Cleaning IME is probably the more secure option if you look at it in a vacuum because it removes the code from the ROM, even if IME is running there is no code for it to execute.

But given up microcode updates and secure boot is not a small price to pay for getting the option to remove the code from the ROM. It’s not something for nothing, and if you gain or lose security depends heavily on your personal threat model.

Thanks for your answers. Resarch lead me to further resources which I want to share with you, even though it is not new.

IntelME_Research1310×853 76 KB

https://recon.cx/2014/slides/Recon%202014%20Skochinsky.pdf

I could not find any evidence that using the HAP or AltMeDisable bit prevents the above access options. Does anyone can provide references for this?

@renehoj

How do you evaluate MrChromebox’s following answer on this as he speaks about a 100% sure way to check if Intel ME is disabled?

https://www.reddit.com/r/coreboot/comments/ll1b8r/what_are_the_ways_to_check_if_intel_me_is_disabled/

I have not been able to find any evidence of vulnerabilities as threatening as Intel ME for Qubes certified laptops (Insurgo X230 and Nitropads X230 and T430) regarding CPU microcodes or other firmware for mainboard, network card and hard disks (latter probably less relevant) because of missing updates. Does anyone else has information on this?

These capabilities of ME is just flat out creepy.

The best video I’ve seen on the matter of the ME was an interview by Bryan Lunduke that included Jeremy Soller of System 76. The video has since been pulled, but I do remember Jeremy saying that with the best “counter measures” there’s still a split second handshake with ME at bootup. I don’t recall them elaborating on what the handshake or modifications mean in terms of vulnerabilities. However, Jeremy seemed well informed and might be a good source of information.

You are mixing the features of Intel management Engine and Intel Active Management Technology, only the vPro line of CPUs have the AMT functions. IME can’t be disabled, but you can disable AMT in the bios.

You can compile Coreboot with the log enabled, it allows CB to write some KBytes of the firmware boot log to the firmware rom, once the system is booted you can extract the log with the flashrom util. I don’t think CB knows more than IME is telling it, a paranoid person probably wouldn’t believe that IME is telling the truth.

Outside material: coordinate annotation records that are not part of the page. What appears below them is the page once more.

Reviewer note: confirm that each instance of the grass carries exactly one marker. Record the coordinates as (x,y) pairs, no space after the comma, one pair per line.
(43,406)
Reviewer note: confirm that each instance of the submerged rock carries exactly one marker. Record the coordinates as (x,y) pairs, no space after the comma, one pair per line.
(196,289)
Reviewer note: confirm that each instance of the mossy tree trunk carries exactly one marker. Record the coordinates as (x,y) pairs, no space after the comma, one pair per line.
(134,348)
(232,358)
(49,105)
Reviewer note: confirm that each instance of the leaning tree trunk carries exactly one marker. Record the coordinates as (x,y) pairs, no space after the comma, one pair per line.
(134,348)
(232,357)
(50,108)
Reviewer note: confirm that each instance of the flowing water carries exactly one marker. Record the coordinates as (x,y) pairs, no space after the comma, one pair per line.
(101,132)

For the X230 and T430, it’s probably better to just remove IME, considering they are both vPro. The CPU and laptop is discontinued, you don’t get any microcode or firmware updates, but it does mean you can’t use anti evil maid.

I’m not sure if you were replying to my post, as I don’t think I was disagreeing with you. I was simply noting a resource, who is active on social media, with a strong understanding of how to slim down the Intel Management Engine.

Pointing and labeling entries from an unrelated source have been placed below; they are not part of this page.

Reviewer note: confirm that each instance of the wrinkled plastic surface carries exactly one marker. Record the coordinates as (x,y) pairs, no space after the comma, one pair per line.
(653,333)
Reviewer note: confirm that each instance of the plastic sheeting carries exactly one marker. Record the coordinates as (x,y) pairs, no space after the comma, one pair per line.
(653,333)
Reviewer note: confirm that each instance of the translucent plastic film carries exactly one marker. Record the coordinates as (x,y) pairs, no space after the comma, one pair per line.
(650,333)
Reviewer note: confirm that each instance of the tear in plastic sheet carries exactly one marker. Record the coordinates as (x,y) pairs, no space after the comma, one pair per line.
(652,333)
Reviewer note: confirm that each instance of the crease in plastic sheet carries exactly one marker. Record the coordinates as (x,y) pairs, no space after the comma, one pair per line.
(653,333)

System 76 (Jeremy Soller) uses processors that are not VPro “ellibible”, so as far as I know, AMT functions are not available. However the chip set on the motherboards most likely have the Management Engine, thus why they slim the Management Engine down.

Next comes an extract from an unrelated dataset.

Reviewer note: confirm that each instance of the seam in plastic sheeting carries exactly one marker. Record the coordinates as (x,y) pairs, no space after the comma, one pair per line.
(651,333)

The “handshake” Jeremy Soller mentions likely involves the Management Engines involvement in the initialization process at a point prior to which the “slimming down” takes place (see stage 4 vs stage 5).

Of course, Jeremy Soller was referring to newer proccessors & chip sets, and the technologies (harware & firmware) on which AMT and the Management Engine (arguably an element of AMT) have evolved over the past decade or so.

I agree.

https://en.wikipedia.org/wiki/Intel_Management_Engine#Difference_from_Intel_AMT

But Intel ME has still following possibilities, has’nt it?

https://www.blackhat.com/docs/eu-17/materials/eu-17-Goryachy-How-To-Hack-A-Turned-Off-Computer-Or-Running-Unsigned-Code-In-Intel-Management-Engine-wp.pdf

I wonder why there is no known case of exploitation in the wild.